La motivation des professeurs à transmettre leur passion des maths aux élèves est cruciale. Ngo Bao Chau : « Moi, j’ai eu la chance d’avoir d’excellents enseignants à l’école secondaire. Ils ont éveillé ma curiosité et mon amour propre en quelque sorte. Il faut avoir de la passion pour pouvoir la transmettre. Je pense que les gens font souvent l’erreur de croire que pour faire accepter les mathématiques aux enfants, il faut que ce soit facile. A mon avis, c’est exactement le contraire. Il ne faut pas trop compliquer les choses. Il faut juste les rendre un peu plus difficiles à chaque fois pour obliger l’élève à faire des efforts et à surpasser son propre niveau. Avoir un meilleur niveau chaque jour est une immense satisfaction. »

Cédric Villani partage cette opinion: « On ne s’intéresse pas à ce qui est fait mécaniquement. La fierté vient avec la résolution de la difficulté.
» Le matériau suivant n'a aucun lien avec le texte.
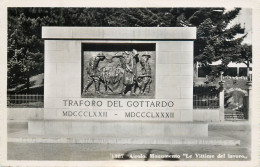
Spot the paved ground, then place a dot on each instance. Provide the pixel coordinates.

A la fin du collège, je me souviens de certains exercices  que le professeur m’avait donnés en me demandant d’y réfléchir un peu chaque jour. J’étais très fier à la fin. Parfois, le professeur  me disait : ‘Oh, ta solution est très compliquée’. J’étais vexé et je recommençais. C’était de l’amour propre. Evidemment, il ne faut pas rendre les élèves malheureux mais il faut qu’ils aient envie de progresser. »

Bref, les mathématiques en particulier et les études en général, c’est comme ça ! Ce n’est jamais facile. Mais après tout, le plus important pour chacun d’entre nous est de trouver le domaine dans lequel on se sent bien et dans lequel on excelle.